The 4th Anti-money Laundering Directive
There’s been a significant number of developments in this space in recent months. We’ve posted articles about the 4th Anti-money Laundering Directive, and a series of related issues. UK legislation to implement the Directive via new Money Laundering Regulations should be in place before June 2017, if not before the end of the year. There is no reason to believe that this will be affected by a possible Brexit. However, if the UK leaves the EU, it will be able to vary its AML architecture from the EU model. We can’t immediately see why the UK would do this, especially if it’s still signed up to the Financial Action Task Force (FATF). The FATF Mutual Evaluation of the UK is due to take place in 2018, which could coincide with the UK actually leaving the EU. Any perceived deviation in UK AML standards due to Brexit could have a negative impact.

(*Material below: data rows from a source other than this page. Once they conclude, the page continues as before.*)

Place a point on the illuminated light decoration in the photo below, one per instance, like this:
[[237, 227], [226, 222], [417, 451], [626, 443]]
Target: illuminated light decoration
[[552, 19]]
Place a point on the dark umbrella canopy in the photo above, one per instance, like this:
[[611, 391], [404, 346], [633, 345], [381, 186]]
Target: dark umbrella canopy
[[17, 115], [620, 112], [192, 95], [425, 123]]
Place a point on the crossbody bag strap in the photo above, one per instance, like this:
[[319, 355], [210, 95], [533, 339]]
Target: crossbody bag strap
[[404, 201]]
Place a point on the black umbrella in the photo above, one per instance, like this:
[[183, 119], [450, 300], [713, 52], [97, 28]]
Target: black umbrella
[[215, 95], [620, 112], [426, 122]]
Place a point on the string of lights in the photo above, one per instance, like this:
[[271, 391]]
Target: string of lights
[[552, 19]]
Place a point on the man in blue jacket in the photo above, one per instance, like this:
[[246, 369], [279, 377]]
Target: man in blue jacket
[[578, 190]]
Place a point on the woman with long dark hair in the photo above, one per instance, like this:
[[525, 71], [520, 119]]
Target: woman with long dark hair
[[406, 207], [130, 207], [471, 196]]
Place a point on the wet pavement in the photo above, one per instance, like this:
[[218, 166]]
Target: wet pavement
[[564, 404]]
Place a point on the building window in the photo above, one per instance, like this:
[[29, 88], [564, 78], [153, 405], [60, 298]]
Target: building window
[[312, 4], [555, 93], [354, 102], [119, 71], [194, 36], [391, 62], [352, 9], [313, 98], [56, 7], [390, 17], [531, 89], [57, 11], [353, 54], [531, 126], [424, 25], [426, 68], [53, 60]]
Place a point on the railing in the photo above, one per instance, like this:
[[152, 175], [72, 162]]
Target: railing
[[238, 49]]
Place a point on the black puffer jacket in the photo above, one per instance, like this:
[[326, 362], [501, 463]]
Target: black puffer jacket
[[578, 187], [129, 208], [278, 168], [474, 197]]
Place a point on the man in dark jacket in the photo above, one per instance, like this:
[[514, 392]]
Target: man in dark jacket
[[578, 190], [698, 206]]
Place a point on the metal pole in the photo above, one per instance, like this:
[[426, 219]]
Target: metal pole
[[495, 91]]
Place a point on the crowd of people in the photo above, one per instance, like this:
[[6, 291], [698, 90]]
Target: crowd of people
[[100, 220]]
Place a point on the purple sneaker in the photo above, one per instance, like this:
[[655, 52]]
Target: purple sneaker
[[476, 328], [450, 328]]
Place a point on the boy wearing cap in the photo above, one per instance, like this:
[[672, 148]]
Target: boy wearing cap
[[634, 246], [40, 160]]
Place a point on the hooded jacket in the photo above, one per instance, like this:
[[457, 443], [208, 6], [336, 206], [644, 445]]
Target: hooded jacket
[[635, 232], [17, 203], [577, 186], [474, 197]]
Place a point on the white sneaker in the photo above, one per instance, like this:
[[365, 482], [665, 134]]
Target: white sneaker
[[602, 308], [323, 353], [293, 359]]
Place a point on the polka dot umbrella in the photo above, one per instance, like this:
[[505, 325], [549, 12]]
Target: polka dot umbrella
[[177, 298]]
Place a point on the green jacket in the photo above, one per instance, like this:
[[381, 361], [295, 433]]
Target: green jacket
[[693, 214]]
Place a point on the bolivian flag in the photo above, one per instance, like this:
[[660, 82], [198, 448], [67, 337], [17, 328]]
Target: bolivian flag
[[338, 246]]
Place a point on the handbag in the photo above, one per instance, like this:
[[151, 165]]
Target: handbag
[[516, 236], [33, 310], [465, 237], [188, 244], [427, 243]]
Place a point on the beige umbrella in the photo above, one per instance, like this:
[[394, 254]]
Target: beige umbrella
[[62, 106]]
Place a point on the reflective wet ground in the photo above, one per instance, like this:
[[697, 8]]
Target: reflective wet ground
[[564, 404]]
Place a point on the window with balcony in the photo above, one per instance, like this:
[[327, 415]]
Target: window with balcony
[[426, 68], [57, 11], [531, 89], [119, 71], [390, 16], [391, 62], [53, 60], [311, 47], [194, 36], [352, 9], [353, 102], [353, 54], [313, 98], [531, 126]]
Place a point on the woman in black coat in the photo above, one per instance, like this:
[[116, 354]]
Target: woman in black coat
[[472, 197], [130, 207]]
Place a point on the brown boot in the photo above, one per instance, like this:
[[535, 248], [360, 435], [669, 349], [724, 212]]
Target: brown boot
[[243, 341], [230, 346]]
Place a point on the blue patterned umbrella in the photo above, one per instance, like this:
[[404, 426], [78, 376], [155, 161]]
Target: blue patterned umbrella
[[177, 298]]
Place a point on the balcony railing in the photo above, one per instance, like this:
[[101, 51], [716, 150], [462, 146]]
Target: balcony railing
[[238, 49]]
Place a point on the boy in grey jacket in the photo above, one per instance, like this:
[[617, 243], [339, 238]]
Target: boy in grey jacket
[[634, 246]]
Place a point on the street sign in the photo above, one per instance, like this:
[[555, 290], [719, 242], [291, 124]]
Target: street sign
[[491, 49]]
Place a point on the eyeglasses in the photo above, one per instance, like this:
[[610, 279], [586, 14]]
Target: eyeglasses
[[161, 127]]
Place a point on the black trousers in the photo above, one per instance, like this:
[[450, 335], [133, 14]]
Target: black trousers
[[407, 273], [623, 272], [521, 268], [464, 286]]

UK Government’s Proposed Reform of AML Law including SAR reporting
The UK Government’s AML Action Plan proposals were put out for consultation in April 2016. In this period of uncertainty there is a question mark about which law reform initiatives will be actioned and completed, and which will not. We will watch this space and provide updates.
UK Bribery Act (BA)
Whilst the BA is UK law and we see no immediate change from a possible Brexit, there’ll be question marks over the UK’s exit from the subscribers to the EU’s Convention against Corruption and the level of co‑operation the UK can expect from the EU member states in a post-Brexit world.
Europol & the European Arrest Warrant
We anticipate that the EU’s police force, Europol, will no longer include a UK representative. The European Arrest Warrant will not be effective across UK borders. This raises the question about whether Mutual Legal Assistance, so effective for all prosecutors and regulators in recent years, will be negatively affected. The UK Government is well advised to seek a separate agreement on co-operation with the EU, post-Brexit.
EU nations have, most recently, been prominent in working together to issue sanctions in response to the situation in the Ukraine and Crimea. We must assume that if further political emergencies necessitate sanctions in the next two years the UK will be part of the EU initiative. After Article 50 has been engaged and implemented, the UK will simply issue sanctions as an individual nation, but it will still be part of the UN, and presumably will take account of and endorse EU and US/OFAC measures as well.
Post-Brexit and Future Measures
The UK Government will be aware that Brexit brings the risk of a diminution of regulatory and criminal risk standards, were which previously common goals with our EU neighbours. This is another source of alarm for UK corporates – and overseas companies affected by UK law – who seek the highest standards in corporate governance, and white collar criminal sanction deterrence.